I’ve realized that the twins PB&J and Sunny have both been epically hard for me. We’ve had 17 foster kids and only those three pushed my limits in that way. With PB&J, they had bonded with each other to the exclusion of the rest of humanity. They lived in their own little world and I could not break in. I couldn’t see my affection and kindness reflected back at me through any kind of bond. And while Sunny was quite a bit older than the twins, the situation was essentially the same with her.

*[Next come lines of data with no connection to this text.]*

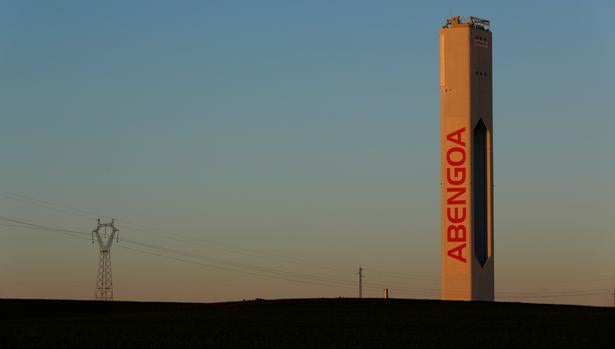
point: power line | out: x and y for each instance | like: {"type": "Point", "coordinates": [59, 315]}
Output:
{"type": "Point", "coordinates": [249, 269]}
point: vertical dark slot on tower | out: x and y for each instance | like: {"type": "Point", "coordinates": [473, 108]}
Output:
{"type": "Point", "coordinates": [479, 192]}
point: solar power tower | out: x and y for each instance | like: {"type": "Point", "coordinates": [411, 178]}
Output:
{"type": "Point", "coordinates": [466, 160]}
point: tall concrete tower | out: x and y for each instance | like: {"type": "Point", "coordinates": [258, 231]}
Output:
{"type": "Point", "coordinates": [466, 167]}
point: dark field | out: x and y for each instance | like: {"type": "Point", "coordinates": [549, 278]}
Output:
{"type": "Point", "coordinates": [309, 323]}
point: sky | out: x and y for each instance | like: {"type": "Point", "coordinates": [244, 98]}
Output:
{"type": "Point", "coordinates": [268, 149]}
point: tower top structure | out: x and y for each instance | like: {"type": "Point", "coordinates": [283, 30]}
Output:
{"type": "Point", "coordinates": [468, 21]}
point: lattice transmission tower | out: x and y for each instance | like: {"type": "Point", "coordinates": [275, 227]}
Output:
{"type": "Point", "coordinates": [104, 282]}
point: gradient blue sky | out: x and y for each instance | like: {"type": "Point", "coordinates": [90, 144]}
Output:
{"type": "Point", "coordinates": [300, 136]}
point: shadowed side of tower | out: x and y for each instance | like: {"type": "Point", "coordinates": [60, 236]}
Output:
{"type": "Point", "coordinates": [466, 138]}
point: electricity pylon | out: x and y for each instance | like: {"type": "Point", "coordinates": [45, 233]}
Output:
{"type": "Point", "coordinates": [104, 282]}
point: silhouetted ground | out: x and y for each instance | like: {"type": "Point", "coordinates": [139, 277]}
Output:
{"type": "Point", "coordinates": [303, 323]}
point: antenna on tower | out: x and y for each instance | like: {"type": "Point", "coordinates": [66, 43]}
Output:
{"type": "Point", "coordinates": [104, 282]}
{"type": "Point", "coordinates": [360, 282]}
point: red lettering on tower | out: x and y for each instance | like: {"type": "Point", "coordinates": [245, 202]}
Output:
{"type": "Point", "coordinates": [456, 198]}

Reactive attachment disorder (“RAD”) is a bitch. Raising kids who are unable to reflect your love back is hard as hell. It drains you and doesn’t refill your batteries. After all, isn’t connection what makes parenting possible through the really hard moments? Even when they’re awful, you know you and your kid love each other. When love goes one way (or is only shown one way) it erodes one’s self esteem, it takes soul energy that it doesn’t replace.

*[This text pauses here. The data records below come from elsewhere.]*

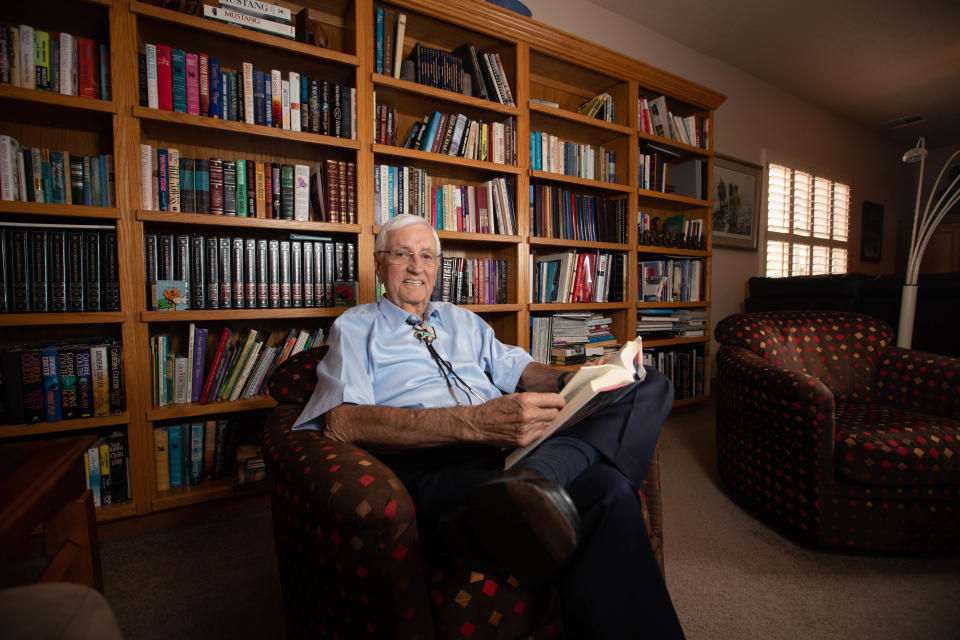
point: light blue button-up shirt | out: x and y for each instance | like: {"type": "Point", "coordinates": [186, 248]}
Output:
{"type": "Point", "coordinates": [375, 359]}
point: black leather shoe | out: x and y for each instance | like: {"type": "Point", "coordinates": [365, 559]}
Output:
{"type": "Point", "coordinates": [526, 522]}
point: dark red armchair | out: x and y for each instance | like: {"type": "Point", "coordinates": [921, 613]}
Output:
{"type": "Point", "coordinates": [347, 545]}
{"type": "Point", "coordinates": [835, 436]}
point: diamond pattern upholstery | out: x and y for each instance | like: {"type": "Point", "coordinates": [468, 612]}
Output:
{"type": "Point", "coordinates": [347, 546]}
{"type": "Point", "coordinates": [835, 436]}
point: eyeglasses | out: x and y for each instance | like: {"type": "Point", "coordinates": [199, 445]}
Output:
{"type": "Point", "coordinates": [403, 256]}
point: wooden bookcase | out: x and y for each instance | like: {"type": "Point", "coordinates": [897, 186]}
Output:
{"type": "Point", "coordinates": [539, 61]}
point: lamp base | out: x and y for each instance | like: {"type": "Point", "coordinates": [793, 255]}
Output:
{"type": "Point", "coordinates": [908, 308]}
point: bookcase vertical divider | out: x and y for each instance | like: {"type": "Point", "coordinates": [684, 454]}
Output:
{"type": "Point", "coordinates": [123, 51]}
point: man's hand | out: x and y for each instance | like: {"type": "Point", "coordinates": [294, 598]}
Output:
{"type": "Point", "coordinates": [514, 420]}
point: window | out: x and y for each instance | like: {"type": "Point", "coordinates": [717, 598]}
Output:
{"type": "Point", "coordinates": [807, 221]}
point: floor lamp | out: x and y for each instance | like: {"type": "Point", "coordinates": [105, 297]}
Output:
{"type": "Point", "coordinates": [923, 228]}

Ok, so. I won’t parent any more kids with RAD or RAD-like behaviors. Easy since we have retired as foster parents. Even if I have to work with kids with RAD as a CASA (Court Appointed Special Advocate) they won’t be living in my house. And ultimately that’s what ate me alive.

My home is my sacred place, especially now that I am not working and home is my only place. Sunny had a black cloud over her head. When she was in the play room lying on the couch and watching her iPad, we all avoided going in that room because it just felt awful to be in there with her. Her mood was palpable. My therapist asked if I’m an empath, and I said yes, and Seth is too. That made me realize just how hard we’ve been fighting not to absorb Sunny’s perpetually foul mood when she was at home. We avoided her bedroom too. It’s like a cloud of funk followed her. And I don’t mean the tween-age body odor that kids her age emit!

I’ve noticed that Sprout has been running around the house like a little freed nymph. She’s in the play room, the sitting room, then up to the new office, and into her own room, then out onto the porch, etc. I think she feels newfound freedom not having her sister lying in the other room poised to yell at her if she goes in that room to get a toy.

In addition to approaching my reflections with curiosity, my therapist also suggested I do some meta-meditation with Sunny as the subject. “May Sunny be happy, may she be well, may she be safe, may she be fulfilled.” She said that while it sounds a bit “woo woo,” it may help me to heal if I’ve shifted my thoughts to such compassionate well-wishes, and started to ingrain those well-wishes into my neural pathways. If nothing else, it will make meeting her again feel healthier. But I think it will also help me feel like I am ultimately a compassionate person again, too.

In the meantime, I’m going to try to force myself to rest and recover and not keep cleaning with such a frantic drive. I’ll try to write in my Silk and Sonder journal, meditate, meta-meditate for Sunny, hydrate, enjoy the fresh air and bird songs, and do something creative. I’ll keep reading my beloved friend Terrance Keenan’s book “Zen Encounters with Loneliness,” which is somehow exactly the right book for me to be reading right now. I’ll keep picking up Mary Oliver’s “Devotions” and flipping to random poems and reading them.

Maybe between the curiosity and the self care activities, I’ll start to find some self compassion, too.